今回は組織の上に立つ者の社員や部下への対し方や彼らに向かうその姿勢についてお話しています。上から目線はよくないとお話しましたが、そもそも人材教育や研修といった観点は新入社員や部下に対する上から目線の意識がベースにあります。そもそも教育などということができるのでしょうか。あるいは義務教育から高校、大学といった教育機関は何のためにあったのでしょうか。もちろん工場や営業の現場で業界を知るという観点では教育というより経験を積んでいく必要があるでしょう。しかし新しいものを創造していくとか、イノベーションだとかが必要であるとしたら、ホントに研修や教育が必要なのは会社に何十年もいる管理職や経営者であると思います。経路依存の考えや老朽化した思考を壊して、もう一度再教育が必要なのです。スクラップ&ビルトです。

経営者は基本的に社員が働いてくれるおかげで会社が経営できるという姿勢が基本的に必要です。管理職や上司の立場も部下のおかげで自分が仕事ができるのだという感謝の思いを持たずして人はついてきません。俺が食わしてやっているんだとか、俺が教えてやったから仕事ができるようになったんだという傲慢上司は今の時代はお呼びではないわけです。

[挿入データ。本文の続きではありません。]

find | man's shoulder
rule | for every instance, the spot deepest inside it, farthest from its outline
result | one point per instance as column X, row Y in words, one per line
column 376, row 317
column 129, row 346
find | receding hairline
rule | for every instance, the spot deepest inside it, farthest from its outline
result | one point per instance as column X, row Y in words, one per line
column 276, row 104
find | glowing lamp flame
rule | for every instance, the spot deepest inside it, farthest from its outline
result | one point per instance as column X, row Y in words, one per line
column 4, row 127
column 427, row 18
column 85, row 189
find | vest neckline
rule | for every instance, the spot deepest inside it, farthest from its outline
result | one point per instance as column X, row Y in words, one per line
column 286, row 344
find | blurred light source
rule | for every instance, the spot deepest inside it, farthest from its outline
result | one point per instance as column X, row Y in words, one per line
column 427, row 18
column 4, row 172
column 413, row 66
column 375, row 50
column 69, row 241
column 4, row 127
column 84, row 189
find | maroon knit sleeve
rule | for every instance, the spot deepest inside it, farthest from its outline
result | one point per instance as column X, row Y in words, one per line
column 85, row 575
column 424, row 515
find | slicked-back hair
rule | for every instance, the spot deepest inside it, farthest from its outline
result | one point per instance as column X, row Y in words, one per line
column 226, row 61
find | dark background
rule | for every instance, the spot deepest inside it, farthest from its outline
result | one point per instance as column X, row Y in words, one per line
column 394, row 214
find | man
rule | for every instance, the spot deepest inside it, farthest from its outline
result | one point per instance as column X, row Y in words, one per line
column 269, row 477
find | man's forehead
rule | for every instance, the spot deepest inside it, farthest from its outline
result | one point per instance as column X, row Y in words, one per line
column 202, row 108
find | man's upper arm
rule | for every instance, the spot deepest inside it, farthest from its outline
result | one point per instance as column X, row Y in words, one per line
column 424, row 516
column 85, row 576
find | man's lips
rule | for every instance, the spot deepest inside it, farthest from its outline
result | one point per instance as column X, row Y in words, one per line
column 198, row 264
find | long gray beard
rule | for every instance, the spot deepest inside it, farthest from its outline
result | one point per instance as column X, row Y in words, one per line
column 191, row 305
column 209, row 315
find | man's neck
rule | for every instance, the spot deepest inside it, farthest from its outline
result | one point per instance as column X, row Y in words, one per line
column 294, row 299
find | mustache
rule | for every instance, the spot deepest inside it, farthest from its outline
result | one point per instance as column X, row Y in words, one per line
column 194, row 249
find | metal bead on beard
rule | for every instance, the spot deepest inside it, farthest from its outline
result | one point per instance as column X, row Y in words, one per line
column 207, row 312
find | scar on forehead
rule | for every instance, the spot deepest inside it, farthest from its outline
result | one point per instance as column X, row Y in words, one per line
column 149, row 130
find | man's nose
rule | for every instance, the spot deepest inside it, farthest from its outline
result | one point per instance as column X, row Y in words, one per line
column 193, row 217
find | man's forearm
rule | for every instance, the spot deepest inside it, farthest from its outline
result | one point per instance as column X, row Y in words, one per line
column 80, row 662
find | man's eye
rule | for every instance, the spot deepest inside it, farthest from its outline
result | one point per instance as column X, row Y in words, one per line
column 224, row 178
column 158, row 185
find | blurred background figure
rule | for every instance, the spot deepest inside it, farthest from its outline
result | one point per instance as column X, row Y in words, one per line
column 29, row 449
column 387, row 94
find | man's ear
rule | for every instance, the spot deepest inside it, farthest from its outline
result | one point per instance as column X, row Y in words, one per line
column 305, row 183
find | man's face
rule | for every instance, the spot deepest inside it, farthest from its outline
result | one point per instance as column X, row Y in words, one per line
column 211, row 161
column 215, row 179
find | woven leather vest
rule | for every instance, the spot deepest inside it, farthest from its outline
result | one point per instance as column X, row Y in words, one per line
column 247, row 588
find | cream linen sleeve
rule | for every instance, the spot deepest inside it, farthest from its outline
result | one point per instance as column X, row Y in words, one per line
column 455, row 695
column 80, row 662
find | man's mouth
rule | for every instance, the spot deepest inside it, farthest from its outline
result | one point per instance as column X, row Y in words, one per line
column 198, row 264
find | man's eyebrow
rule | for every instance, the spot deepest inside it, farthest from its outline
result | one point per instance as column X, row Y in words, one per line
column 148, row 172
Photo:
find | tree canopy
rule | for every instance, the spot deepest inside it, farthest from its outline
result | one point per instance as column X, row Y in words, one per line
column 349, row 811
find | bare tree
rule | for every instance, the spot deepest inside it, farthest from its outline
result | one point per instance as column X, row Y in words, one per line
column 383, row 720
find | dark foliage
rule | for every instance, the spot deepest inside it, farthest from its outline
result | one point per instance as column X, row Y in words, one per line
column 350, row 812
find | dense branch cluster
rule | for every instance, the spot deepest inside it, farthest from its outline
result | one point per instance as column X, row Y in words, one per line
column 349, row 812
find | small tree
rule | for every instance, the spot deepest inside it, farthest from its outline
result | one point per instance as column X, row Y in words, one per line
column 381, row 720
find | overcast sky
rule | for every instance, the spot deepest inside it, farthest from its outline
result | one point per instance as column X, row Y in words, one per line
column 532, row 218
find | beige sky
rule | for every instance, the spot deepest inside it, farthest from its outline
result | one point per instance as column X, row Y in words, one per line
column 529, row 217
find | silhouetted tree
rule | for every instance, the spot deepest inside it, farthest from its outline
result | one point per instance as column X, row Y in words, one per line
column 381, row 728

今は中小企業の技術を教えたり伝統技法を教える業界、すなわち徒弟制で教育してきた業界でさえ師匠は弟子に対するアプローチを変えなければなりません。頭ごなしに叱ったり怒鳴ったりは当然アウトで、手取り足取りやってさらに褒めてあげなければできるようにならないというのです。当然感情的に怒鳴ったり、体罰なんてやったら簡単に辞めていきます。

一般企業もそうです。最近の若い世代は会社や組織にあまりコミットしません。昔の終身雇用、年功序列なんて興味ありませんし、できる子は自分よりできない上司が何で給料が高いのか、理不尽ささえ感じています。まして年金もどうなるかわからない昨今、若い世代の中高年に対する視線は年々厳しいものになっています。だからといって欧米の成果主義、実力主義に堪えうるようなハードな体力、精神力も持ち合わせては無いのです。なぜならば年齢が若くなるにつれ、競争社会ではなくなってきているからです。日本では最も激しい競争社会を生き抜いてきたのは戦後の団塊世代です。60半ばの人びとです。彼らは戦後のベビーブームのときに生まれ激しい競争を戦ってきた人びとです。その次が第二次ベビーブームの団塊ジュニアの世代です。今ちょうどアラフォーと言われる世代になっています。私の場合はちょうどその間のいわゆるちょっと中だるみしたような状況のときに育ちましたので、多少彼らよりはゆとりのある世代ではあります。

とにかく日本型経営の根幹をなしている終身雇用と年功序列、欧米型の成果主義、いずれにも違和感を覚える世代がみなさんの部下であったりします。私個人としては日本型経営をすべてではありませんが良しとし、成果主義には反対です。その理由はまたお話しますが、いずれにせよ会社組織にコミットしないので、愛社精神というのは当然生まれにくく、モチベーションは会社のためでもないし、かといって企業の社会貢献性、すなわち企業理念などに共感してなどということもなかなか期待できないというのが実情です。ではせめて彼らがモチベーションを維持、あるいは高めることができる要因は何なのでしょうか。

おそらくいちばん身近な上司とのいい関係であると考えられます。人格的に素晴らしい上司や経営者のもとでのびのびと頑張れる、これがモチベーションのベースになるのではないかと私は考えています。したがって、目の前の一緒に仕事をしている上司に失望して、仕事のほうも業績が上がらなければ、当然仕事をしながら、転職を考えたり、精神的に病んでしまうケースも考えられます。とにかく経営者や上司の立場の人は、少なくとも社員や部下よりは精神的器も大きくあるべきですし、彼らの行動をすべて受容しながら大きく経営や業務の舵をとる必要があります。それができないようならばその地位にいる資格もないでしょう。なぜならなんだかんだ言っても社員や部下より高い報酬、給料が支払われているのですから。扱いにくい部下だなどと泣き言を言うなんてもってのほかです。扱いにくいのでなく、あなたの愛情が、器がまだまだ足りないだけなのです。もちろんあなたは自分の上の上司にそんなに甘えることはできなかったと反論されるかもしれません。もう時代が違うのです。時代はつねに変わり行くのです。ダーウィンの言葉のように強いものが残るのではなく、変われるものが生き残るのです。ぜひあなたも変わってより若い世代の人びとと同じことに関心を持ったり、同じような行動をしてみてください。そういう世代の中に飛び込んでみてください。自分の新しい目が開けるかもしれません。